For several weeks now, I’ve been blogging about investment opportunities in distressed properties. As enticing as these opportunities can be, I also have to issue some caveats about when and how they can be the wrong step to take for some people.
Take my client John (not his real name). He’s a wonderfully optimistic go-getter who’s been looking for a fixer-upper for his family. He frequently says to his wife, “If the house we buy isn’t exactly what we want, I’ll make it what we want.” If it has only one bathroom, he’ll put in a second one. If the kitchen needs to be remodeled, he’ll tackle that. Landscaping lacking? He’ll redo it.
But in these situations, I feel like it’s part of my job to push back on some of these dreams so they don’t turn into nightmares later.

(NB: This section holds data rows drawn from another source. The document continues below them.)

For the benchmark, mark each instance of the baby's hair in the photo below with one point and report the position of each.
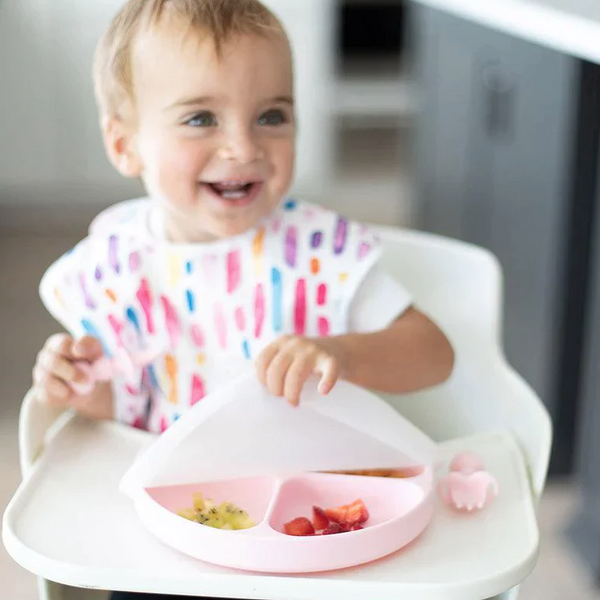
(219, 19)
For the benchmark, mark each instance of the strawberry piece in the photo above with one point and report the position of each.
(299, 527)
(357, 513)
(333, 529)
(320, 520)
(338, 514)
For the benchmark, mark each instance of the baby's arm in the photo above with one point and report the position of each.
(54, 371)
(409, 355)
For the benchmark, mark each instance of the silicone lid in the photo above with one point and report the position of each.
(242, 431)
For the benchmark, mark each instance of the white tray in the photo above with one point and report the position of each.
(69, 523)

I asked him about his remodeling and carpentry skills. John admitted he didn’t have all the skills, but that he could learn.
I asked him how much a kitchen remodeling, for instance, might cost. He estimated about $30,000, less if he did the work himself.
I asked him about paying for these improvements, reminding him that he was currently at the top of his qualification range. He was putting all his cash into a down payment of 3.5%. His response was that they could get a line of equity on the house to finance the remodeling.
I had to deliver bad news about today’s market. You can’t get cash from property anymore unless the loan is 75% of the property’s current value or less. That means with a 97% loan, he can’t get a home equity line until the house increases in value sufficiently for him to reach that 75% mark. We ran the numbers, and it would take nine years at 3% increase each year to reach that point. In a real catch-22, the value of the property won’t increase that much without an updated kitchen.
John talked about saving $500 per month to finance it, even though he wasn’t currently saving that much. Even so, we ran the numbers, and it would take five years to save enough to remodel the kitchen.
John is now looking at his decision with a completely different perspective.
Fixing up houses to live in them or flip them is a viable dream — as long as the finances are there to support the effort. So be sober when you consider a fixer-upper. And if you’re an investor and you’re selling to someone who wants to do this, to avoid the liability, make sure they have the resources and capacity to do what they say they want to do.